The speaker 130 local to the communication device 110 can originate one or more echo signals, 132, 134, and 136. An echo signal 132 may traverse substantially a direct path from the speaker 132 to the microphones 112-1 and 112-2. An echo signal may traverse a reflected path 134, where the audio from the speaker 130 reflects off of a surface 170. The echo signal may also traverse a multiply reflected path 136, where the audio from the speaker reflects off of multiple surfaces 170 prior to reaching the microphones 112-1 and 112-2.
Although the signal path from each of the noise sources 162, 164, and 166 is depicted as a single path, the signal from each noise source 162, 164, and 166 may traverse multiple paths. Thus, the signal incident on the microphones 112-1 and 112-2 may include multiple signals, including some signals that traverse multiple paths before arriving at the microphones 112-1 and 112-2.
The position of the speech source 150 in the near field of the microphones 112-1 and 112-2 may permit its signal to be more prevalent at some of the microphones 122-1 or 112-2. However, the small physical size of typical mobile communication devices 110 may not permit isolation of the speech source 150 signal from a portion of the microphones 112-1 and 112-2 through physical placement alone in order to establish a noise reference signal.
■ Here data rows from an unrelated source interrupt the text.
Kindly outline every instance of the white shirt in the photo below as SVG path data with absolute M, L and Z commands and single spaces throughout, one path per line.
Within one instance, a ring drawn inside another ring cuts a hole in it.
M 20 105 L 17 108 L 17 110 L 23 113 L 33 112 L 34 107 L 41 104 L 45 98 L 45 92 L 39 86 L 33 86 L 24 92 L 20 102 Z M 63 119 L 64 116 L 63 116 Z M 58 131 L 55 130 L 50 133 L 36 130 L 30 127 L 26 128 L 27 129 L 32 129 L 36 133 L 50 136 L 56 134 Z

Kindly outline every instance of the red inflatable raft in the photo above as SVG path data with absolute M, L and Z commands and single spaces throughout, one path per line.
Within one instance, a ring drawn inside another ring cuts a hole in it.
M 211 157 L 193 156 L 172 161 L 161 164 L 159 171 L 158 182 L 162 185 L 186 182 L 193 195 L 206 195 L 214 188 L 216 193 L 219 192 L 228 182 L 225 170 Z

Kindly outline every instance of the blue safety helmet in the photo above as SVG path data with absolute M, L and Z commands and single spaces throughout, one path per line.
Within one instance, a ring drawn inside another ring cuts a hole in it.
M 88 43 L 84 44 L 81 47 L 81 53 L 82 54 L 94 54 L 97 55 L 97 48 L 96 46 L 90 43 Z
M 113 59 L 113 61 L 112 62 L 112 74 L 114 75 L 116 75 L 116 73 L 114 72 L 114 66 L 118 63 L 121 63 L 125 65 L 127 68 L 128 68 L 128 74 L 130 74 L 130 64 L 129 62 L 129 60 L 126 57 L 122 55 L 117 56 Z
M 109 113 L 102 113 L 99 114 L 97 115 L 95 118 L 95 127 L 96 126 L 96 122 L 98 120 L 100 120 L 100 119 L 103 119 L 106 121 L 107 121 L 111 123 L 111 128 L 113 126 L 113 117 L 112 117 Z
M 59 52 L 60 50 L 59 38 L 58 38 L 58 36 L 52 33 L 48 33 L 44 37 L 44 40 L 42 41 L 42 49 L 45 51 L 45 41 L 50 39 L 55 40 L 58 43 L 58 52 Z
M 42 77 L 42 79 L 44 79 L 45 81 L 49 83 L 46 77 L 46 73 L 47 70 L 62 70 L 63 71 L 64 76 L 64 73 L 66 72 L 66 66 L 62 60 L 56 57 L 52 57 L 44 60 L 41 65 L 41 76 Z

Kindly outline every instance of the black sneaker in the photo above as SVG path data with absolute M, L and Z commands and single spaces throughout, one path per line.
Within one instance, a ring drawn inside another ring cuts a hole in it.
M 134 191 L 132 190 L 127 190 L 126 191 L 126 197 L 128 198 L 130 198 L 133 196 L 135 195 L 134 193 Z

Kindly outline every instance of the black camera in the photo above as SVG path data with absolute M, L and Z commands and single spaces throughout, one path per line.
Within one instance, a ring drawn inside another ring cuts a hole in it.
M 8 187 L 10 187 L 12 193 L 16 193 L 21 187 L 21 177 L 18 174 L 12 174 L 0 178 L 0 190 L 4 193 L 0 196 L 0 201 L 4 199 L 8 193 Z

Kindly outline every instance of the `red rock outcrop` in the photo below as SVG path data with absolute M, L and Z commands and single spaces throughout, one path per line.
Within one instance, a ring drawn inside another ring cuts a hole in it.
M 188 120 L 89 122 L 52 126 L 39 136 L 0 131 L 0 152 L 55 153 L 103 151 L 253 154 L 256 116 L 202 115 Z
The position of speaker 130 may cause its signal to be a near field signal, although one or more of the reflected signals may appear as far field signals. The noise sources 162, 164, and 166 may be in the far field and their noise signal levels may be similarly on all microphones 112-1 and 112-2.
The communication device 110 utilizes a combination of echo cancellation and noise suppression to reduce the noise signals and echo signal from the speech signal. The resultant speech signal can be coupled to one or more far end processors or outputs.
The microphones 112-1 and 112-2 couple the received signals to respective signal combiners 122-1 and 122-2 that operates as part of, or in conjunction with, adaptive filters 120-1 and 120-2 to cancel at least a predominant echo signal that originates from the speaker 130. The adaptive filter receives an input signal that is substantially the same as the signal coupled to the speaker 130.
The output of the adaptive filters 120-1 and 120-2 may be coupled to a second input of the respective signal combiner 122-1 and 122-2. The signal combiners 122-1 and 122-2 can be configured as a summer or subtracter. The signal combiners 122-1 and 122-2 sum the filtered signal or a negated filtered signal to the signal from the microphones 112-1 and 112-2.
The adaptive filters 120-1 and 120-2 can be configured to converge on a set of tap weights that minimizes the echo signal component in the signal combiner 122-1 and 122-2 outputs. The outputs from the signal combiners 122-1 and 122-2 can be fed back to the associated adaptive filter 120-1 or 120-2 and used to determine an error or metric related to minimizing the echo signals.
The output of the signal summers 122-1 and 122-2 represent the echo canceled input signals. The echo canceled input signals may be coupled to a noise and echo suppressor 140. The noise and echo suppressor 140 can be configured to reduce noise signals and echo signals from the speech signals and may perform suppression of the noise component in order to optimize or otherwise enhance the speech component. Embodiments illustrating details and operation of the noise and echo suppressor are described in association with FIG. 2. The speech signal output from the noise and echo suppressor 140 is coupled to one or more far end devices or modules (not shown) for further processing, output, or some combination thereof.
FIG. 2 is a simplified functional block diagram of an embodiment of communication device 110 implementing a two-microphone noise and echo reduction system. Although the communication device 110 embodiment illustrates two microphones 112-1 and 112-2, the noise suppression methods and apparatus can similarly operate on a greater number of microphones.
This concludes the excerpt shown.